Około godz. 11.30 do małżeństwa z Gorlic zadzwonił młody mężczyzna przedstawiający się jako ich syn i proszący o pożyczkę 45 tysięcy złotych. Na szczęście kobieta, która odebrała telefon, momentalnie zorientowała się, że to oszustwo, gdyż... nie miała syna.
Kilka minut później podobny telefon odebrała kolejna gorliczanka. Tym razem mężczyzna w słuchawce przekonywał kobietę, że jej syn spowodował wypadek i potrzebuje 45 tysięcy złotych dla „załagodzenia sytuacji”.
Kobieta przekazała słuchawkę mężowi, a oszust, gdy usłyszał męski głos – rozłączył się.

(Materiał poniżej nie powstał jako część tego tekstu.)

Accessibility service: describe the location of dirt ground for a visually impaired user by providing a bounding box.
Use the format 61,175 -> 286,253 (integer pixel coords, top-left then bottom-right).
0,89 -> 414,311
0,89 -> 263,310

Małżeństwo błyskawicznie zadzwoniło do syna, który potwierdził, że u niego wszystko w porządku.
Oba przypadki zostały zgłoszone do gorlickich mundurowych, ale policjanci proszą o kontakt wszystkie osoby, które dzisiaj odebrały podobne telefony.
Pamiętajmy, by w takich sytuacjach zachować dużą ostrożność i za każdym razem konsultować takie telefony z innym członkami rodziny, a w razie wątpliwości zgłaszać na policję.